Today I am analysing banking giant Royal Bank of Scotland Group’s (LSE: RBS) (NYSE: RBS.US) earnings prospects for 2014.
Earnings outlook remains a concern
Without doubt, signs that the British economy is once again on an uptrend is great news for the Royal Bank of Scotland. Still, the bank does not believe this is likely to have a material impact as we look at 2014.
Indeed, the firm expects “a continued muted performance from our core businesses in the short term, due primarily to the continued effects of low interest rates, excess liquidity, a smaller balance sheet, and lower securities gains from our liquidity portfolio.”
Meanwhile, although Royal Bank of Scotland’s restructuring programme is ready to heavy further cost efficiencies looking into 2014, the institution has warned that these measures will take a few years to embed.
A bigger concern to the bank looking into next year is the threat of impending legal action from many quarters.
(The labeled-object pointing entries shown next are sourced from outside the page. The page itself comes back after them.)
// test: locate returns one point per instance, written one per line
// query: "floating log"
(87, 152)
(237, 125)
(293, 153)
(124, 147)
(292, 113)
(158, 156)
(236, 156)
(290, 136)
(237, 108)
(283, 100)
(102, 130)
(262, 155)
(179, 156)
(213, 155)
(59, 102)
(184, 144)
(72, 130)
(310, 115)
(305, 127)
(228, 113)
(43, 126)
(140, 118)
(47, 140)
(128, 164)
This month the business agreed to pay a €391m settlement fee for Yen LIBOR and EUROBOR manipulation, as well as a $100m fine related to breaking sanctions with Iran and other blacklisted countries. With fresh action related to the mis-selling of PPI, interest rate hedging products, and more recently claims of fraud related to a rights issue back in 2008 on the horizon, the financial penalties could be on course to stack up.
Royal Bank of Scotland has consistently swung back and forth from printing annual earnings and losses, the consequences of the 2008/2009 financial crisis continuing to hound the group. Indeed, analysts expect the firm to lurch from earnings of 6.3p per share last year to losses of 14.2p per share in 2013.
But the bank is expected to rebound solidly in 2014, with earnings of 25.6p per share pencilled in by the City’s number crunchers. But this still leaves the company dealing on a P/E rating of 12.9 for next year, an unappealing reading when measured up against its peers — Barclays and Lloyds Banking Group, for example, currently sport forward averages of 8.9 and 11.5 respectively.
With no clear sign that Royal Bank of Scotland is ready to deliver sustained earnings growth, in my opinion the bank remains an unattractive stock pick at present. The decision to create a ‘bad bank’ and speed up its asset sales programme will make it even harder for the bank to deliver long-term shareholder value, and I fail to see any meaningful earnings catalysts looking ahead.